When --force-ocr option is in use we get chunky images, why not smoothed vector shapes #1499

GJoe2 · 2025-03-25T23:41:30Z

GJoe2
Mar 25, 2025

Inkscape have the ability to convert to smooth vectors all the typography, would be wholesome if OCRmypdf would take that as a base and paste the ocr results in it. Very similar to adobe clearscan

What we get:

Smooth vectors
Lesser file size

Use cases:
-When we have copyright unknown typography it happens when we copy text it pastes gibberish and squares, --redo-ocr wont touch it because it recognizes as something else and will refuse to go further and --force-ocr will convert it into images which is not ideal, if we manage to paste the vector results instead of images we will improve the product at overall.

Downsides:
-Inkscape convert the typography into shapes (areas) which inherently is way costly than just lines/outlines, but that would change if inkscape add some feature to make it more optimal for us

GJoe2 · 2025-03-25T23:54:59Z

GJoe2
Mar 25, 2025
Author

Check this pdf as an example
aci360r10.pdf

A similar feature :
https://acrobatusers.com/tutorials/better-pdf-ocr-clearscan-smaller-looks-better/

0 replies

jbarlow83 · 2025-03-26T19:21:50Z

jbarlow83
Mar 26, 2025
Maintainer

force ocr has an important use case of fixing broken text encodings or documents that their entire font rendered as vectors ("render text as curves"). Code cannot tell if a vector represents text, but that does matter to users.

For your use case you should use --force-ocr --oversample 600 or higher. --oversample parameter will cause rendering at a higher DPI. 400 is the automatic minimum when vectors are present so perhaps this is not enough for your documents. You could increase the compression level at the other end - high compression + high DPI gives better results than low compression on insufficient DPI, since you can think of compression as a sort of variable DPI.

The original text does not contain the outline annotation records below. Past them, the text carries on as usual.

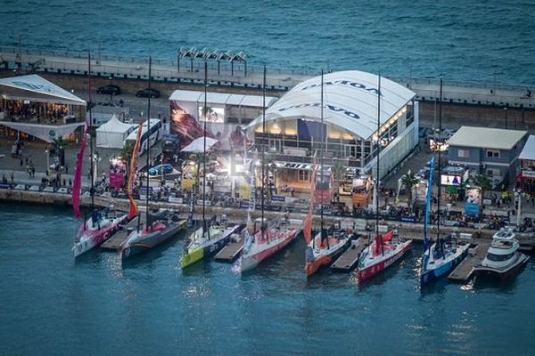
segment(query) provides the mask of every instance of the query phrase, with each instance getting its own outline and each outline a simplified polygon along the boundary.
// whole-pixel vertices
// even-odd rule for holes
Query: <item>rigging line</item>
[[[146,195],[146,212],[145,212],[145,225],[147,227],[147,231],[149,231],[149,226],[152,227],[152,224],[149,222],[149,165],[151,159],[151,77],[152,74],[152,57],[149,56],[149,100],[147,101],[147,195]],[[143,126],[142,126],[142,135],[143,135]],[[162,168],[163,169],[163,168]]]

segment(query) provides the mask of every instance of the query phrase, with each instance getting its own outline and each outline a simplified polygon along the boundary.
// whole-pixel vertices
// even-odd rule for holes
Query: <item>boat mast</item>
[[[329,247],[329,237],[328,236],[324,236],[324,219],[323,219],[323,215],[324,215],[324,192],[323,192],[323,189],[324,189],[324,155],[325,155],[325,141],[327,141],[327,130],[326,127],[324,125],[324,109],[323,109],[323,106],[324,106],[324,70],[321,69],[321,114],[320,114],[320,117],[321,117],[321,138],[322,138],[322,142],[321,142],[321,157],[320,158],[320,174],[319,175],[321,176],[320,179],[320,184],[321,184],[321,207],[320,207],[320,241],[321,244],[323,245],[323,241],[325,238],[327,238],[327,248]],[[331,194],[329,194],[329,196],[331,196]],[[326,235],[326,233],[325,233],[325,235]]]
[[[93,125],[93,101],[91,101],[91,53],[87,53],[87,62],[88,62],[88,68],[87,68],[87,94],[88,94],[88,98],[89,98],[89,155],[91,157],[91,190],[89,190],[89,193],[91,195],[91,210],[93,210],[95,208],[95,186],[94,186],[94,181],[95,181],[95,171],[93,169],[93,130],[91,129],[91,126]],[[84,134],[86,134],[84,133]],[[82,159],[82,158],[78,158],[79,159]],[[50,167],[46,167],[46,171],[48,172],[48,170],[50,169]],[[81,173],[80,173],[81,174]]]
[[[206,95],[208,93],[208,61],[204,61],[204,126],[203,126],[203,139],[202,139],[202,235],[206,233],[208,230],[206,228],[206,216],[205,214],[205,200],[206,200],[206,121],[208,120],[208,108]],[[208,234],[210,239],[210,233]]]
[[[379,156],[381,155],[381,75],[377,85],[377,170],[375,173],[375,238],[379,236]],[[383,236],[381,236],[381,253],[384,255]]]
[[[146,200],[146,212],[145,212],[145,219],[146,219],[146,226],[147,231],[149,231],[149,166],[151,163],[151,77],[152,75],[152,57],[149,56],[149,100],[147,104],[147,200]],[[143,135],[143,126],[142,133]],[[161,168],[163,169],[163,168]],[[152,227],[152,224],[150,225]]]
[[[266,64],[264,64],[264,78],[262,82],[262,141],[266,142]],[[268,148],[269,148],[269,141],[268,141]],[[265,165],[264,165],[264,151],[266,150],[262,150],[262,195],[260,197],[262,203],[262,222],[260,223],[260,231],[262,233],[262,240],[264,239],[264,194],[265,194]]]
[[[440,101],[439,101],[439,135],[437,138],[437,142],[435,147],[439,149],[439,176],[437,177],[437,246],[440,247],[440,251],[442,252],[442,257],[444,257],[444,254],[442,251],[442,247],[440,246],[440,134],[442,131],[442,77],[440,76]]]

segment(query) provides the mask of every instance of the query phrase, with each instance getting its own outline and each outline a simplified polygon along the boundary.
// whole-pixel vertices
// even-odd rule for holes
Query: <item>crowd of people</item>
[[[0,103],[5,116],[12,121],[37,120],[37,124],[63,124],[62,119],[69,115],[67,105],[52,102],[28,102],[6,100]]]

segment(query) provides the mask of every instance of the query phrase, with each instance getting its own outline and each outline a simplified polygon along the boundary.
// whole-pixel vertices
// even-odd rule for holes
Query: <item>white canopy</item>
[[[96,147],[120,149],[136,125],[122,123],[113,115],[110,121],[96,129]]]
[[[210,150],[216,143],[218,140],[210,137],[206,138],[206,150]],[[193,141],[192,143],[182,149],[183,152],[203,152],[204,151],[204,137],[199,137]]]
[[[4,99],[86,106],[85,100],[37,74],[0,79],[0,95]]]
[[[266,121],[296,118],[321,119],[321,77],[294,86],[266,110]],[[377,129],[378,76],[358,70],[324,76],[324,121],[368,139]],[[385,77],[381,78],[381,124],[402,109],[415,93]],[[257,117],[248,128],[260,125]]]
[[[528,137],[528,141],[522,152],[520,152],[518,158],[535,161],[535,134],[531,134]]]
[[[204,92],[193,90],[176,90],[169,97],[171,101],[197,102],[202,105],[204,102]],[[272,96],[266,97],[266,105],[276,101]],[[261,95],[231,94],[226,93],[208,92],[206,95],[207,103],[210,105],[235,105],[261,108],[263,98]]]

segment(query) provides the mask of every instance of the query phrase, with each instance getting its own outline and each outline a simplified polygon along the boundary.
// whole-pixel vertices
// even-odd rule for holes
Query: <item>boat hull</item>
[[[421,272],[420,284],[424,285],[426,283],[431,283],[453,271],[453,269],[456,268],[461,263],[461,261],[465,259],[465,257],[466,257],[466,255],[468,255],[468,247],[463,247],[462,248],[462,253],[456,255],[455,258],[451,258],[447,263],[441,263],[437,268],[427,269],[425,271]]]
[[[182,221],[178,223],[173,223],[162,231],[144,235],[142,239],[128,242],[121,250],[121,258],[125,260],[144,251],[154,248],[156,246],[177,235],[185,226],[185,221]]]
[[[343,244],[339,244],[336,248],[333,248],[327,254],[317,256],[314,261],[307,262],[305,266],[307,278],[316,273],[322,266],[331,264],[334,259],[336,259],[348,248],[350,243],[350,239],[347,239]]]
[[[192,248],[187,254],[185,254],[180,259],[182,268],[191,266],[192,264],[202,260],[203,258],[210,258],[216,255],[221,249],[228,244],[233,233],[240,230],[240,225],[235,225],[234,229],[228,229],[223,231],[219,239],[214,239],[206,246],[200,246]]]
[[[507,269],[498,270],[491,267],[476,266],[473,268],[473,271],[477,278],[490,278],[503,281],[519,274],[529,260],[530,256],[521,254],[516,262]]]
[[[288,236],[286,239],[281,239],[276,243],[271,242],[273,244],[268,248],[262,249],[254,255],[242,255],[241,259],[241,271],[242,273],[246,272],[247,271],[251,271],[255,268],[259,263],[262,261],[269,258],[278,251],[284,248],[290,242],[292,242],[298,235],[296,231],[292,235]],[[268,242],[267,242],[268,243]]]
[[[104,241],[111,237],[118,230],[121,223],[128,220],[128,215],[122,215],[119,218],[114,219],[109,225],[88,233],[84,233],[78,242],[76,242],[72,247],[72,254],[74,257],[78,257],[87,251],[92,250],[95,247],[98,247]],[[83,229],[84,224],[87,223],[84,222],[80,229]]]
[[[377,262],[376,263],[373,263],[363,270],[359,270],[358,273],[358,282],[362,283],[365,280],[369,279],[370,278],[374,277],[377,273],[379,273],[379,272],[384,271],[385,269],[387,269],[388,267],[390,267],[396,261],[400,259],[405,255],[405,253],[407,251],[408,251],[408,249],[410,248],[411,246],[412,246],[412,240],[409,240],[409,241],[406,242],[405,246],[402,248],[400,248],[399,251],[398,251],[395,255],[392,255],[391,256],[390,256],[384,260],[381,260],[381,261]]]

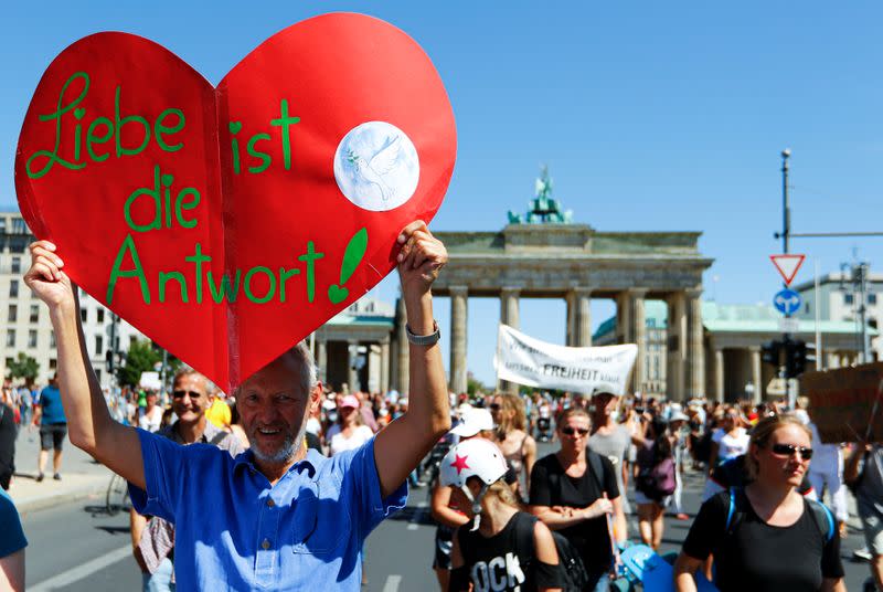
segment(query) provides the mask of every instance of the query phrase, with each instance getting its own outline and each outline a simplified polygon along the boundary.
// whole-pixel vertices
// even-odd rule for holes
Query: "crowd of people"
[[[806,405],[449,393],[429,292],[446,252],[419,222],[398,245],[409,398],[330,389],[304,343],[233,397],[190,369],[164,393],[103,392],[82,353],[63,262],[51,243],[34,243],[25,282],[52,313],[58,376],[38,393],[7,384],[0,426],[39,425],[41,478],[50,450],[61,478],[70,436],[129,482],[132,552],[148,591],[358,589],[364,540],[404,507],[405,482],[433,488],[443,590],[604,591],[630,540],[659,549],[666,516],[688,518],[688,471],[705,487],[674,561],[677,590],[696,590],[702,577],[724,592],[844,590],[844,484],[868,542],[869,590],[883,589],[881,445],[822,444]],[[538,441],[555,452],[538,457]],[[201,511],[206,488],[211,520]],[[833,512],[817,501],[822,490]],[[26,540],[6,494],[0,517],[11,525],[0,537],[0,588],[20,590]],[[278,540],[280,531],[291,537]]]
[[[249,440],[235,399],[227,398],[192,370],[178,373],[172,383],[172,389],[162,392],[105,390],[105,401],[116,421],[156,432],[182,445],[208,443],[234,457],[248,448]],[[448,397],[454,427],[438,445],[454,446],[454,461],[442,462],[437,475],[432,474],[432,466],[424,464],[423,471],[417,467],[407,477],[412,487],[433,487],[432,516],[438,526],[432,565],[442,590],[467,590],[470,582],[476,590],[496,590],[491,583],[502,580],[522,586],[524,582],[539,588],[564,585],[561,574],[549,568],[547,560],[558,552],[552,532],[568,541],[572,552],[582,561],[586,573],[583,588],[606,590],[608,577],[616,574],[617,553],[629,539],[658,549],[666,517],[689,518],[681,499],[685,472],[704,475],[705,486],[702,510],[678,561],[680,574],[699,571],[719,582],[737,583],[737,586],[724,583],[722,589],[745,589],[754,585],[755,577],[775,582],[775,574],[770,573],[773,564],[763,559],[776,553],[756,542],[767,540],[769,533],[765,528],[787,527],[785,530],[795,537],[790,541],[794,545],[788,543],[789,552],[799,552],[801,545],[805,547],[806,540],[811,539],[808,532],[815,532],[811,528],[816,528],[807,521],[812,514],[800,511],[804,499],[812,500],[826,493],[837,536],[823,536],[821,551],[809,553],[818,556],[819,569],[799,575],[810,582],[807,589],[820,589],[822,582],[828,582],[826,586],[831,590],[839,589],[842,567],[838,541],[847,535],[847,483],[851,483],[868,535],[872,575],[880,585],[881,447],[822,444],[804,401],[789,413],[783,404],[775,403],[693,400],[682,405],[607,392],[594,397],[539,391],[522,395],[478,392],[471,397],[465,393]],[[42,479],[49,451],[53,450],[54,477],[61,478],[66,420],[55,378],[42,389],[13,388],[7,381],[2,400],[0,485],[3,489],[10,486],[14,474],[14,434],[22,427],[40,433],[38,480]],[[407,398],[395,391],[369,393],[350,391],[345,384],[339,389],[326,387],[306,421],[305,446],[325,456],[358,450],[407,412]],[[770,423],[774,419],[775,423]],[[763,431],[758,431],[758,424]],[[467,446],[468,441],[492,446]],[[538,441],[556,443],[558,450],[538,458]],[[765,464],[769,458],[752,455],[753,444],[756,450],[773,451],[772,458],[784,459],[784,473],[776,473],[775,467],[770,471]],[[489,452],[491,456],[498,454],[500,462],[488,461],[485,466],[491,468],[483,473],[470,465],[471,473],[451,476],[457,457],[465,458],[470,450],[474,457],[487,457]],[[469,475],[477,480],[467,483]],[[432,483],[425,483],[433,477],[436,478]],[[776,499],[772,491],[781,493],[781,487],[789,493]],[[634,508],[626,495],[629,490]],[[722,549],[717,539],[728,533],[721,535],[715,529],[723,519],[721,515],[726,515],[731,503],[727,496],[733,490],[743,497],[733,498],[732,503],[749,508],[746,514],[754,517],[754,522],[747,520],[741,527],[745,533]],[[487,516],[483,526],[482,516]],[[479,527],[470,529],[477,521]],[[501,542],[526,540],[523,535],[526,531],[535,539],[534,550],[528,554],[524,549],[506,549]],[[145,590],[172,590],[173,524],[132,510],[131,537]],[[506,558],[506,552],[522,554],[515,556],[519,558],[515,562],[510,558],[508,563],[503,560],[491,564],[497,556]],[[538,554],[531,556],[533,552]],[[710,559],[712,556],[714,561]],[[805,557],[794,557],[794,563],[810,564],[800,560]],[[483,567],[472,569],[478,563]],[[779,560],[774,563],[781,564]],[[539,571],[525,571],[524,567],[531,564]],[[468,573],[464,571],[467,565],[471,565]],[[501,565],[508,570],[504,578],[493,571],[503,569]],[[745,570],[746,565],[759,571],[753,574]],[[790,581],[788,577],[785,575],[785,582]],[[679,580],[678,589],[690,590],[691,584]]]

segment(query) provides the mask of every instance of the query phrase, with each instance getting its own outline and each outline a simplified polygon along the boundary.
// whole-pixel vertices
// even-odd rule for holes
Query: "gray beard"
[[[248,445],[252,448],[252,454],[255,455],[255,458],[263,463],[273,463],[273,464],[281,464],[288,463],[295,458],[297,455],[297,451],[300,450],[300,446],[304,445],[304,437],[307,434],[307,424],[300,426],[296,436],[289,435],[283,442],[281,447],[275,454],[264,454],[264,451],[257,445],[255,441],[252,440],[251,434],[248,435]]]

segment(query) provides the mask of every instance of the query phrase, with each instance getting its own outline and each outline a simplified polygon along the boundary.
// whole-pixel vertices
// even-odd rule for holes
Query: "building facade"
[[[637,342],[645,350],[643,380],[636,390],[650,397],[668,393],[664,368],[668,341],[668,311],[666,303],[650,300],[646,304],[646,340]],[[762,400],[785,394],[785,383],[777,369],[763,363],[760,347],[781,338],[781,315],[769,305],[723,305],[702,303],[703,349],[705,359],[704,394],[716,401]],[[618,342],[616,317],[600,324],[593,337],[596,345]],[[815,319],[799,319],[797,339],[816,343]],[[818,326],[821,336],[821,369],[851,366],[859,360],[860,345],[854,327],[847,320],[825,320]],[[876,331],[872,330],[876,336]],[[657,372],[656,369],[660,369]],[[660,377],[657,379],[656,377]]]
[[[879,335],[879,329],[883,325],[883,303],[879,296],[883,294],[883,274],[868,274],[866,285],[864,298],[868,328],[871,329],[871,332],[876,332],[871,338],[871,356],[874,360],[883,360],[883,338]],[[818,313],[821,320],[851,324],[857,348],[861,350],[862,330],[859,315],[861,294],[852,290],[852,284],[847,274],[836,273],[821,276],[818,302],[815,281],[798,284],[791,289],[800,294],[802,299],[800,311],[795,314],[796,317],[815,319]]]
[[[24,272],[31,266],[28,249],[34,235],[19,212],[0,212],[0,335],[3,351],[0,356],[6,377],[12,360],[19,353],[36,360],[40,373],[38,384],[45,384],[55,372],[57,352],[55,334],[49,310],[24,285]],[[117,350],[126,351],[132,339],[145,339],[140,331],[118,317],[100,303],[79,292],[81,320],[86,337],[86,349],[102,387],[110,387],[113,378],[106,371],[106,352],[110,349],[110,335]],[[111,325],[116,325],[111,329]]]

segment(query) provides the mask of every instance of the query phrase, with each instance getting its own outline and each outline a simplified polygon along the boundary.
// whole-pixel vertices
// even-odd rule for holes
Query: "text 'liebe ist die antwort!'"
[[[34,182],[50,178],[53,171],[61,169],[82,171],[91,166],[106,166],[115,159],[139,158],[139,155],[143,158],[143,152],[151,142],[169,155],[181,154],[187,149],[182,139],[187,116],[182,109],[168,107],[152,121],[141,115],[123,115],[123,91],[120,86],[116,86],[113,113],[93,114],[89,113],[91,86],[88,73],[74,73],[62,86],[55,110],[39,115],[39,120],[54,126],[55,133],[54,147],[25,155],[25,171]],[[279,104],[279,116],[268,121],[269,128],[247,138],[243,137],[242,141],[237,136],[242,130],[242,123],[230,121],[227,127],[231,134],[230,161],[233,175],[259,175],[274,166],[269,151],[274,141],[281,145],[281,166],[286,171],[291,170],[292,128],[299,121],[300,117],[290,115],[288,101],[285,98]],[[127,141],[124,141],[124,128]],[[268,131],[273,131],[276,139]],[[223,273],[220,277],[209,268],[211,254],[203,250],[201,243],[195,242],[192,254],[184,257],[180,268],[159,272],[156,282],[151,283],[138,254],[136,237],[143,233],[180,233],[196,229],[200,223],[198,214],[203,201],[202,193],[195,187],[182,187],[184,183],[163,172],[159,163],[153,165],[150,179],[134,182],[132,186],[131,192],[125,195],[125,202],[123,195],[120,197],[128,230],[108,274],[107,304],[113,303],[114,292],[120,281],[138,282],[146,304],[166,303],[170,298],[168,293],[175,293],[174,297],[183,303],[233,303],[240,292],[255,304],[274,299],[285,303],[289,279],[300,276],[301,272],[304,281],[295,284],[295,289],[305,289],[307,302],[313,302],[316,265],[325,258],[325,253],[317,251],[312,241],[307,241],[304,252],[292,257],[292,262],[298,263],[291,267],[280,266],[274,269],[257,265],[244,271],[235,269],[232,274]],[[145,215],[146,212],[148,215]],[[361,260],[366,242],[365,229],[359,230],[350,239],[348,253],[359,253],[358,258]],[[344,262],[344,267],[350,267],[351,274],[359,262],[353,261],[353,257],[348,258],[350,261]],[[170,283],[177,289],[168,289]],[[208,299],[209,296],[211,300]]]

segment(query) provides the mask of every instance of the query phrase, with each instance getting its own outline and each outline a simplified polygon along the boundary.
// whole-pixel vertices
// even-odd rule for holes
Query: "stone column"
[[[702,326],[702,289],[687,290],[687,395],[705,394],[705,330]]]
[[[513,329],[520,327],[519,323],[519,288],[503,288],[500,290],[500,321]]]
[[[647,366],[647,317],[643,297],[646,289],[629,290],[631,303],[631,341],[638,346],[638,357],[635,360],[635,371],[631,373],[631,390],[643,391],[645,369]]]
[[[504,287],[500,290],[500,323],[518,329],[521,325],[519,319],[519,297],[521,290],[514,287]],[[500,390],[512,394],[518,394],[518,383],[500,382]]]
[[[668,305],[666,393],[670,401],[685,401],[687,300],[684,294],[682,292],[672,293],[668,297]]]
[[[407,397],[407,392],[411,389],[411,356],[408,355],[407,334],[405,334],[406,323],[405,299],[400,297],[398,302],[395,303],[395,341],[397,349],[395,388],[405,397]]]
[[[450,390],[466,392],[466,317],[469,292],[466,286],[450,287]]]
[[[573,288],[565,296],[567,302],[567,345],[588,347],[592,345],[592,290]]]
[[[724,350],[714,348],[714,400],[724,402]]]
[[[325,339],[316,338],[316,366],[319,370],[319,380],[328,380],[328,342]]]
[[[831,370],[840,367],[840,355],[836,351],[826,353],[825,360],[825,370]]]
[[[631,339],[631,306],[628,292],[616,295],[616,342],[628,343]]]
[[[359,371],[353,368],[355,366],[355,359],[359,357],[359,341],[348,339],[347,345],[347,385],[349,385],[350,392],[354,393],[355,391],[361,390],[359,384]]]
[[[754,384],[753,403],[757,404],[764,400],[764,374],[760,368],[760,348],[752,346],[748,348],[752,353],[752,383]]]
[[[380,392],[386,394],[390,390],[390,338],[384,337],[380,342]]]

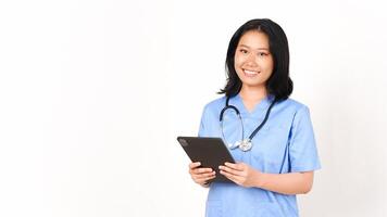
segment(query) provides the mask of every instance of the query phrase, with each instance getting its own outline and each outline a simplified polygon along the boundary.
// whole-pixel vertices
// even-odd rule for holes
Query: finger
[[[202,178],[202,179],[197,179],[196,182],[197,183],[201,183],[204,184],[207,183],[209,180],[214,179],[216,176],[211,176],[211,177],[207,177],[207,178]]]
[[[226,165],[227,167],[230,167],[233,169],[242,171],[245,169],[245,165],[242,163],[238,163],[238,164],[232,164],[232,163],[224,163],[224,165]]]
[[[221,174],[225,176],[227,179],[232,180],[233,182],[239,184],[240,180],[238,179],[238,176],[235,176],[233,174],[229,174],[227,171],[221,170]]]
[[[236,170],[234,168],[230,167],[226,167],[226,166],[220,166],[219,167],[221,169],[221,171],[227,171],[228,174],[232,174],[234,176],[244,176],[245,171],[240,171],[240,170]]]
[[[205,177],[210,177],[210,176],[215,176],[215,171],[212,173],[204,173],[204,174],[194,174],[192,177],[195,178],[205,178]]]
[[[190,164],[188,165],[188,167],[189,167],[190,169],[194,169],[194,168],[196,168],[196,167],[198,167],[198,166],[200,166],[200,165],[201,165],[200,162],[192,162],[192,163],[190,163]]]
[[[212,168],[195,168],[192,169],[194,174],[208,174],[208,173],[212,173]]]

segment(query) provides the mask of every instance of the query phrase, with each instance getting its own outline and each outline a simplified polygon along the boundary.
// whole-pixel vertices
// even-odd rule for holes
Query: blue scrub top
[[[255,105],[252,112],[245,107],[239,94],[229,99],[229,105],[236,106],[240,112],[245,138],[262,123],[272,99],[273,97],[269,95]],[[199,137],[222,138],[219,118],[225,102],[226,98],[223,97],[205,105]],[[227,118],[226,116],[227,113],[224,118]],[[226,141],[240,140],[233,138],[236,137],[233,133],[225,137]],[[309,108],[295,100],[287,99],[274,105],[266,124],[252,139],[252,143],[253,146],[248,152],[230,150],[234,158],[269,174],[311,171],[321,168]],[[245,188],[235,183],[213,182],[210,184],[205,216],[297,217],[298,207],[296,195],[260,188]]]

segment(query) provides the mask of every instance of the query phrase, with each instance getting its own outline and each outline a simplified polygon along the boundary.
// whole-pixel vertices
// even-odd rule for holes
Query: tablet
[[[184,151],[192,162],[200,162],[200,167],[209,167],[215,170],[212,181],[232,182],[220,173],[219,166],[225,162],[235,163],[227,146],[221,138],[211,137],[177,137]]]

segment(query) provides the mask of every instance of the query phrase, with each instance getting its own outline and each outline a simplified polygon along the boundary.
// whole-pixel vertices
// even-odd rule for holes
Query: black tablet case
[[[219,166],[225,162],[235,163],[227,146],[221,138],[210,137],[177,137],[184,151],[192,162],[201,162],[200,167],[210,167],[216,171],[212,181],[232,182],[221,175]]]

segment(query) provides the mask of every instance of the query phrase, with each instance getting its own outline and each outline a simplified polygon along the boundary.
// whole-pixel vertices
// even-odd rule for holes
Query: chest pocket
[[[277,174],[288,156],[288,140],[289,129],[267,123],[252,140],[252,165],[262,171]]]

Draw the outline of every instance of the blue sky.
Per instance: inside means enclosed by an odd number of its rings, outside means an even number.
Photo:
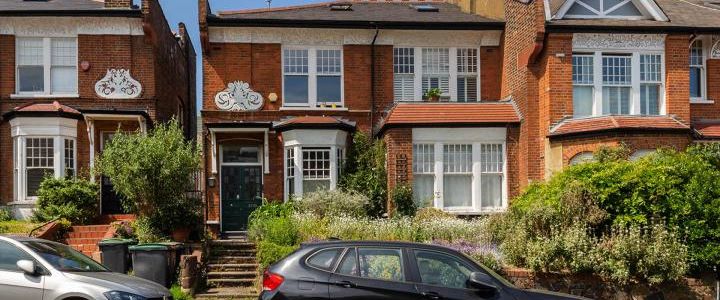
[[[135,0],[135,2],[140,2]],[[288,6],[288,5],[299,5],[307,3],[323,2],[319,0],[272,0],[272,7]],[[165,17],[170,23],[170,27],[174,30],[177,29],[179,22],[185,23],[190,32],[193,46],[198,52],[198,69],[197,69],[197,90],[198,90],[198,112],[202,109],[202,61],[200,49],[200,38],[198,31],[198,13],[197,13],[197,0],[160,0],[160,4],[165,12]],[[265,0],[210,0],[210,8],[213,12],[220,10],[237,10],[237,9],[248,9],[248,8],[263,8],[267,7]]]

If someone wanted to pull out the relevant code from Inkscape and integrate with ocrmypdf I'd consider it.

2 replies

GJoe2 Mar 28, 2025
Author

@jbarlow83 , I found the relevant code from Inkscape, it use Cairo library to convert text into paths, look at this:

svg-builder.cpp

/**
 * Renders the text as a path object using cairo and returns the node object.
 *
 * If the path is empty (e.g. due to trying to render a color bitmap font),
 * return path node with empty "d" attribute. The aria attribute will still
 * contain the original text.
 *
 * cairo_font   - The font that cairo can use to convert text to path.
 * font_size    - The size of the text when drawing the path.
 * transform    - The matrix which will place the text on the page, this is critical
 *                to allow cairo to render all the required parts of the text.
 * cairo_glyphs - A pointer to a list of glyphs to render.
 * count        - A count of the number of glyphs to render.
 */
Inkscape::XML::Node *SvgBuilder::_renderText(std::shared_ptr<CairoFont> cairo_font, double font_size,
                                             const Geom::Affine &transform,
                                             cairo_glyph_t *cairo_glyphs, unsigned int count)
{
    Inkscape::XML::Node *path = _addToContainer("svg:path");
    path->setAttribute("d", "");

    if (!cairo_glyphs || !cairo_font || _aria_label.empty()) {
        std::cerr << "SvgBuilder::_renderText: Invalid argument!" << std::endl;
        return path;
    }

    // The surface isn't actually used, no rendering in cairo takes place.
    cairo_surface_t *surface = cairo_image_surface_create(CAIRO_FORMAT_ARGB32, _width, _height);
    cairo_t *cairo = cairo_create(surface);
    cairo_set_font_face(cairo, cairo_font->getFontFace());
    cairo_set_font_size(cairo, font_size);
    ink_cairo_transform(cairo, transform);
    cairo_glyph_path(cairo, cairo_glyphs, count);
    auto pathv = extract_pathvector_from_cairo(cairo);
    cairo_destroy(cairo);
    cairo_surface_destroy(surface);

    // Failing to render text.
    if (!pathv) {
        std::cerr << "SvgBuilder::_renderText: Failed to render PDF text! " << _aria_label << std::endl;
        return path;
    }

    auto textpath = sp_svg_write_path(*pathv);
    path->setAttribute("d", textpath);

    if (textpath.empty()) {
        std::cerr << "SvgBuilder::_renderText: Empty path! " << _aria_label << std::endl;
    }

    return path;
}

That function is called from another function, that organize the conversion:

svg-builder.cpp

/**
 * Create path node(s) for text.
 */
Inkscape::XML::Node* SvgBuilder::_flushTextPath(GfxState *state, double text_scale, const Geom::Affine& text_transform)
{
    auto cairo_glyphs = (cairo_glyph_t *)gmallocn(_glyphs.size(), sizeof(cairo_glyph_t));
    unsigned int cairo_glyph_count = 0;

    Inkscape::XML::Node *node = nullptr;
    Inkscape::XML::Node *text_group = nullptr;  // Used to wrap paths if more that one path needed due
                                                // to style changes.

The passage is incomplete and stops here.